See also Nan Nourn’s example code with expanded bioclim options for Lab 8 & Lab 9
This lab is a continuation of species distribution models (SDMs)
using the R package, dismo.
The package contains a great vignette and you worked through the first
part of it in Lab 8. You should complete Lab 8’s portion of the vignette
with your species of choice before starting on Lab 9.
For this lab, you will work through Part 2 (Chapters 5-7: Model fitting, prediction, and evaluation) of the dismo vignette. You can find the vignette here: https://rspatial.org/raster/sdm/index.html.
Note that if you want to use a species that does not occur in the dismo vignette bioclim variable range (Mexico, Central & South America), then you need to pull in environmental data from other regions. To do this please see the “Environmental Data” section of the additional code provided in Nan Nourn’s example code with expanded bioclim options for Lab 8 & Lab 9 - this is also linked in Lab 8.
In Ch. 4 of the vignette, you were introduced to environmental
predictors, and specifically bioclimatic variables. The dismo vignette
reads in WorldClim bioclimatic
variables. Worldclim interpolates temperature and precipitation from
weather stations to create a modeled representation of these data. Note
that you can create bioclimatic variables from any gridded climate data
source using the command biovars. For example, you could
use satellite remote sensing (direct measures instead of interpolated) -
NASA’s MODIS land
surface temperature and NASA’s GPM
(global precipitation measurement). Or you could use PRISM data if you’re working
in the United States.
The 19 Bioclimatic Variables are listed below. Metadata for these data can be found here.
UNITS: the units for temperature are an order of magnitude larger: °C x 10, and ‘mm’ is the unit for precipitation.
Work through Part 2 (Ch. 5-7: Model fitting, prediction, and evaluation) of the vignette with the example dataset. Choose a different species than the one provided in the vignette (different than the Bradypus species; it would be easiest to select the species you chose in Lab 8 since you already completed that section). Note that the extraction of the environmental predictors occurs in Chapter 4 of the vignette, so if you choose a different species than you used in Lab 8, you will need to go back to earlier portions of the vignette. Re-create Ch. 5-7 of the vignette with your species of interest, constraining the region of your study area to your species known range (ensure that you remove outliers from zoos, incorrect locations by looking up the known range from an independent source).
For more background information on AUC and Spatial Sorting Bias, see the additional text below the QUESTIONS.

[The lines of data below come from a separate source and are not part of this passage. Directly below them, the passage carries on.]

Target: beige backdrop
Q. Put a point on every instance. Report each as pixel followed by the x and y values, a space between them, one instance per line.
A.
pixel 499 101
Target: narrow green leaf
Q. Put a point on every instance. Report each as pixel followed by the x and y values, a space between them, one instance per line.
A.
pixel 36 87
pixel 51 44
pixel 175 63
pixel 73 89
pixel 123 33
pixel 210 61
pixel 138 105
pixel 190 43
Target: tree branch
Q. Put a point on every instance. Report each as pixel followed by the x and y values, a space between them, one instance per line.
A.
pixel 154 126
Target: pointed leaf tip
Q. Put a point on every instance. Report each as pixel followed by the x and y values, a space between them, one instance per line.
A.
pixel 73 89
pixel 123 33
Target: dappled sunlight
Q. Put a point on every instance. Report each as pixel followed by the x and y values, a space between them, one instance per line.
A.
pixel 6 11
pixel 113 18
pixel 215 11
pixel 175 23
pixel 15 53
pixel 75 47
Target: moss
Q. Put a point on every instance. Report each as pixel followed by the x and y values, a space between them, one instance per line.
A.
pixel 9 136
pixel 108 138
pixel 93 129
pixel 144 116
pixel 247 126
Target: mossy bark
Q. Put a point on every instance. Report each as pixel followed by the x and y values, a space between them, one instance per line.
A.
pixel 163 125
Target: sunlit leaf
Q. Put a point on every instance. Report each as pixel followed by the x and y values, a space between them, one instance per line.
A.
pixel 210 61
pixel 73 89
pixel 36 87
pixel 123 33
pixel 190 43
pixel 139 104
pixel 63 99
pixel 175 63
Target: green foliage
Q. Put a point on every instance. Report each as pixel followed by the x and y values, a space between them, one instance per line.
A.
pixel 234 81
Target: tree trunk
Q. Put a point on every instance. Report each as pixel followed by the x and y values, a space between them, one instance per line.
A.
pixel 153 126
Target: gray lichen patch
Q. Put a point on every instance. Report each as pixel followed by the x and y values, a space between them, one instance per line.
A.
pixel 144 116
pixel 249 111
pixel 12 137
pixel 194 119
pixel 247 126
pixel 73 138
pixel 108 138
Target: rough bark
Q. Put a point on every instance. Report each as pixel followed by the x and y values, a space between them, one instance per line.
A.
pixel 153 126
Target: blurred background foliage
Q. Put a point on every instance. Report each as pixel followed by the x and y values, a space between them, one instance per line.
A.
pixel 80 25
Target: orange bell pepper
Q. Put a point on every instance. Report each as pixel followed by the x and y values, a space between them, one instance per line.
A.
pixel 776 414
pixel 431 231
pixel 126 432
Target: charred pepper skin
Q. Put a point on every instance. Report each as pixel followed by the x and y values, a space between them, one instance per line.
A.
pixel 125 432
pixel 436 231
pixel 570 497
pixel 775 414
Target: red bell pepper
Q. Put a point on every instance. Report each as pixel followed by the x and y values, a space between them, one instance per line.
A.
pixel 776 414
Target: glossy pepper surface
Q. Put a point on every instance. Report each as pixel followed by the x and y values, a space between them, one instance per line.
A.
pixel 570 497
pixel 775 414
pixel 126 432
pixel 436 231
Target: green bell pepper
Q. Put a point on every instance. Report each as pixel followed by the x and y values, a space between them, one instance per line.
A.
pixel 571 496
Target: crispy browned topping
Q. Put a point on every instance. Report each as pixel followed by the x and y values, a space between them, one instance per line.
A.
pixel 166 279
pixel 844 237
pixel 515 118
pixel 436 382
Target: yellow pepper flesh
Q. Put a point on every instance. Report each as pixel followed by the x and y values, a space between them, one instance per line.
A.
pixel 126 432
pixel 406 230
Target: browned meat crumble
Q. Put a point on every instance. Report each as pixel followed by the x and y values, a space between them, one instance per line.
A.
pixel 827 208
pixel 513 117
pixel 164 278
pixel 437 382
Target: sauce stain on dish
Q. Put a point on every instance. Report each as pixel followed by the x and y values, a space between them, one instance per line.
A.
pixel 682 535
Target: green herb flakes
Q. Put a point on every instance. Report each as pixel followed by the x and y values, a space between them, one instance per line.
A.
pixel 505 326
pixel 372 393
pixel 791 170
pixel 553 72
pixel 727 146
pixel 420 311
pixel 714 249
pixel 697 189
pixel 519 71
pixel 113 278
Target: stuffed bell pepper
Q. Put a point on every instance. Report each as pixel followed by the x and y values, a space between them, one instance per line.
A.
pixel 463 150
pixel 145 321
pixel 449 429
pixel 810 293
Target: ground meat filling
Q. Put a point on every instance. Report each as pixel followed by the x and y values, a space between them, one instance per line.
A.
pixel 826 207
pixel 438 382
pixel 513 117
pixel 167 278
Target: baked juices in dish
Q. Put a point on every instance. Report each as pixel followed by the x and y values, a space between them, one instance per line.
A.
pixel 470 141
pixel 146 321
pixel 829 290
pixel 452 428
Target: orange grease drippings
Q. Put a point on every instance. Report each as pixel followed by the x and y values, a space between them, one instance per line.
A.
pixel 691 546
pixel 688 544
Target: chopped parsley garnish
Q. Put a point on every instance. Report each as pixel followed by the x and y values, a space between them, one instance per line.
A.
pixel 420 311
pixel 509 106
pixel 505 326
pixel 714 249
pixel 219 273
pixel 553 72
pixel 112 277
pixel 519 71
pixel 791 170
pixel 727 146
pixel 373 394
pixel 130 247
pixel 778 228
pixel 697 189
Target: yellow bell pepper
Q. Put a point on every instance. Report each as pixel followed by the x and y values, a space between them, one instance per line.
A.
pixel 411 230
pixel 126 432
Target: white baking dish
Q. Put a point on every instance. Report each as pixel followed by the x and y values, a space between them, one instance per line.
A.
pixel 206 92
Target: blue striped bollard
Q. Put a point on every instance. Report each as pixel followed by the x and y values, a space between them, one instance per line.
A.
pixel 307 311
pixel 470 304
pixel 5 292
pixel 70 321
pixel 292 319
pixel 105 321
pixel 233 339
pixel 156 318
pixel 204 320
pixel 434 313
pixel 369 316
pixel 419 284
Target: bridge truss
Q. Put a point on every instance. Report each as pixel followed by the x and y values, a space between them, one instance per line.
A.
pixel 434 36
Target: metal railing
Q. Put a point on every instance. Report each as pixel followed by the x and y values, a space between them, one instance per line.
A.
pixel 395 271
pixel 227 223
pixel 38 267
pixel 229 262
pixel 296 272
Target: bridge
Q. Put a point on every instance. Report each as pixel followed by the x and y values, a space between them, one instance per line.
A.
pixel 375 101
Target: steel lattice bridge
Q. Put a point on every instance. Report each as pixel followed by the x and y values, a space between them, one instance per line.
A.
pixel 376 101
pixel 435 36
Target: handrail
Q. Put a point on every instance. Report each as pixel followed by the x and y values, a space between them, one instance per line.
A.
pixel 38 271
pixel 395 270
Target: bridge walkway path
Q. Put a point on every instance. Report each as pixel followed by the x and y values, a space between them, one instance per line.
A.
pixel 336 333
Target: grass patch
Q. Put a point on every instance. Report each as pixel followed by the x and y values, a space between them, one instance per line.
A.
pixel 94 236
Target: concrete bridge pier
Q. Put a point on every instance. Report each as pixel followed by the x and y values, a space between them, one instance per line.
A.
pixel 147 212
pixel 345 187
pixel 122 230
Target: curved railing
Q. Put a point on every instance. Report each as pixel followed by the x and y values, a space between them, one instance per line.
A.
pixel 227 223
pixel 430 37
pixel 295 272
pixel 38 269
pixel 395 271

NOTE 1: A reminder that if you want to use data from WorldClim outside the dismo vignette data, you should download it; see the “Environmental Data” section of the additional code provided in Nan Nourn’s example code with expanded bioclim options for Lab 8 & Lab 9 - this is also linked in Lab 8.
It is possible that the dismo vignette is using older versions of WorldClim data (version 1.4). The version 1.4 data are outdated so you wouldn’t want to publish anything with them. See above for how to obtain the updated data (2.1). For the lab exercises, it’s ok to use the 1.4 version; you can download 2.1 version data from another area like this:
# Create the folders (directories) "data" and "lab9" - If they exist already, this command won't over-write them.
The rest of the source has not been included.